As a theoretician, I primarily investigate Phonology (sound structures) and morphology (word structures). I am particularly interested in a set of complex, emergent patterns known under the umbrella term 'vowel harmony'. These patterns show rich variation and exhibit many properties of self-organizing systems. They pose interesting challenges for Linguistic theory and for modeling more general cognitive functions such as pattern recognition and statistical learning. I study these patterns both empirically (e.g., collecting new data in the field), and by way of computer modeling (using simulations of artificial speech communities).
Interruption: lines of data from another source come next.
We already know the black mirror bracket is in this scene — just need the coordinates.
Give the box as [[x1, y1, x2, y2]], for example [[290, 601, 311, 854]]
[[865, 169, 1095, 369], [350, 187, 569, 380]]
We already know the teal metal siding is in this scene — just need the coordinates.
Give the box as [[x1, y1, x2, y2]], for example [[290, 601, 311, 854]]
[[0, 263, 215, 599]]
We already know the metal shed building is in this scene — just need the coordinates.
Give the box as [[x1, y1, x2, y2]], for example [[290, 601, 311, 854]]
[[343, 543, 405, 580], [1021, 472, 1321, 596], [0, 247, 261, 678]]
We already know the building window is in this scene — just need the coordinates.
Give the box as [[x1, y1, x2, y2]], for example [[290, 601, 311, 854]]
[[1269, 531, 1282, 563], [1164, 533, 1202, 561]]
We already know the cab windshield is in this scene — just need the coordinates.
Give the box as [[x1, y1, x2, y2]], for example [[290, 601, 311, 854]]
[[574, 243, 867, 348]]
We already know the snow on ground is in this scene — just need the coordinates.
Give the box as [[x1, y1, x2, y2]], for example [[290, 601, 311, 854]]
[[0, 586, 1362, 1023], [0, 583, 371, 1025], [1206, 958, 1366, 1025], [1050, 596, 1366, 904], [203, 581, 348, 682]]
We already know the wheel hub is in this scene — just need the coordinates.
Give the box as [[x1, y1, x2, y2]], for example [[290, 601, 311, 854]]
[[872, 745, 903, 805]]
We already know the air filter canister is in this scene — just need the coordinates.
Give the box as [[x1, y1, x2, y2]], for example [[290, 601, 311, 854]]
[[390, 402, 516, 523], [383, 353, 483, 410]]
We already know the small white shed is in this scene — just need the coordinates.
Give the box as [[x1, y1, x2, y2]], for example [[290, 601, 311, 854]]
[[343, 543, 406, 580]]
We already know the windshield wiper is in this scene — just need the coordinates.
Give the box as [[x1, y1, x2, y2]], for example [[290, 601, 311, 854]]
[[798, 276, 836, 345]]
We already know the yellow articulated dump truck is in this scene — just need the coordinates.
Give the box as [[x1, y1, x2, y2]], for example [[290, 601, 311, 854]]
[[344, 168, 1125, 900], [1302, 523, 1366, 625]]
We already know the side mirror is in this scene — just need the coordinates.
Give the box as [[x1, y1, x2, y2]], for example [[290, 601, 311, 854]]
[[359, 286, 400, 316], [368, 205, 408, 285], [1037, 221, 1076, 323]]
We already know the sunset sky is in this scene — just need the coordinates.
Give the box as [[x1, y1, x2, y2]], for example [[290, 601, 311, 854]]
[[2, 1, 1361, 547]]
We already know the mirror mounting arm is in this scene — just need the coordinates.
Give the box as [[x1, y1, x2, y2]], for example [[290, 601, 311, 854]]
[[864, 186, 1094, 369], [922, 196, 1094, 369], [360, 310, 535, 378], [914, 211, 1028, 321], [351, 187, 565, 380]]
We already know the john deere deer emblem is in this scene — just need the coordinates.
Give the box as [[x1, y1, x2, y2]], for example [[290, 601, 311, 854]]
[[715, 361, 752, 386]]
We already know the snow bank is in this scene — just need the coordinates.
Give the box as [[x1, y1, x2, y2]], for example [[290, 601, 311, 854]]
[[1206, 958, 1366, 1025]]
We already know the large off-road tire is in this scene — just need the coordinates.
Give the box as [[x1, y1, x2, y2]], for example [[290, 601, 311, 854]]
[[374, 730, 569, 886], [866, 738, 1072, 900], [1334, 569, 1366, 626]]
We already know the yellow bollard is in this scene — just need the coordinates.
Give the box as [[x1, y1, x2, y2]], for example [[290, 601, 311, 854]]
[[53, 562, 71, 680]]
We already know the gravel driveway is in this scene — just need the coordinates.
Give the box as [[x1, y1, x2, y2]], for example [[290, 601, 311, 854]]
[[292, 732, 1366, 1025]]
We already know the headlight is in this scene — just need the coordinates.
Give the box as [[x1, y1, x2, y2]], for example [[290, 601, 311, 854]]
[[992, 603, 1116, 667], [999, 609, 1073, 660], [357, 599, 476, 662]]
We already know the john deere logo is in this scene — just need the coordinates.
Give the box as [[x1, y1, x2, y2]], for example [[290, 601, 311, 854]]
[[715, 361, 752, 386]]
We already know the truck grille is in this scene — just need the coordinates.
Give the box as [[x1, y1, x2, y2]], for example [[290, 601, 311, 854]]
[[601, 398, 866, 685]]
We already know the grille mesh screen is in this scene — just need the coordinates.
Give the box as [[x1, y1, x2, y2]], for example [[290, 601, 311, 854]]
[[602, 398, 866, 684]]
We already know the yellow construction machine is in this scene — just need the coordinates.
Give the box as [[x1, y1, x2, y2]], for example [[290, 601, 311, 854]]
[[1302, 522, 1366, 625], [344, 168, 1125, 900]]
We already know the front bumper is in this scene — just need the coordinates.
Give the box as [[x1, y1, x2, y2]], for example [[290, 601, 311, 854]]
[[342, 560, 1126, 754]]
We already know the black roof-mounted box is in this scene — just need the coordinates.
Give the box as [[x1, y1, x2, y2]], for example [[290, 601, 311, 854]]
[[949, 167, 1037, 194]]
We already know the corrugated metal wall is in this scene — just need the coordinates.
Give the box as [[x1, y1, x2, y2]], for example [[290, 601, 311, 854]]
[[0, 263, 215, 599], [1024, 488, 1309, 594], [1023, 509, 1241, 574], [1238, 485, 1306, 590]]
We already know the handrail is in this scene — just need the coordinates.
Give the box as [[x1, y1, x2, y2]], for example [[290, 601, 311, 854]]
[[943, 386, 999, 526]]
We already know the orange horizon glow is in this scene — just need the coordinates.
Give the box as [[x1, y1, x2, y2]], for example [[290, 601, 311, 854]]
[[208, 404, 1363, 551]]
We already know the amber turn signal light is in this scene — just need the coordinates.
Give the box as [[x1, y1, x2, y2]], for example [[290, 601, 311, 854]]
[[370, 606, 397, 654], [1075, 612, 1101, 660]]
As a field linguist, I adopt the position that languages exist solely within a cultural matrix, and must be studied holistically and in their natural context. This means that in addition to studying abstract structures in the mind (e.g., vowel harmony), I am keenly interested in what people have to say and how languages shape the structure of human knowledge. My ethnographic research looks at indigenous knowledge, folklore, oral epics, conceptual systems, and naming practices, often within the context of Inner Asian nomadic life. All of my research without exception relies on close collaboration with other scholars, including members of the indigenous communities where I work.
As a responsible scientist, I am eager to raise awareness about language extinction. Two languages I am currently investigating, Tofa and Ös, have fewer than 30 fluent speakers each. Nearly half of the world's languages are endangered and may vanish in this century. The loss to science, to humanity and to the native communities themselves will be catastrophic. Linguists can support community-based efforts at language preservation and revitalization, and can document languages for posterity and for science. To advance these goals, I co-founded and serve as Director of Research for the Living Tongues Institute for Endangered Languages, a non-profit 501(c)(3) foundation.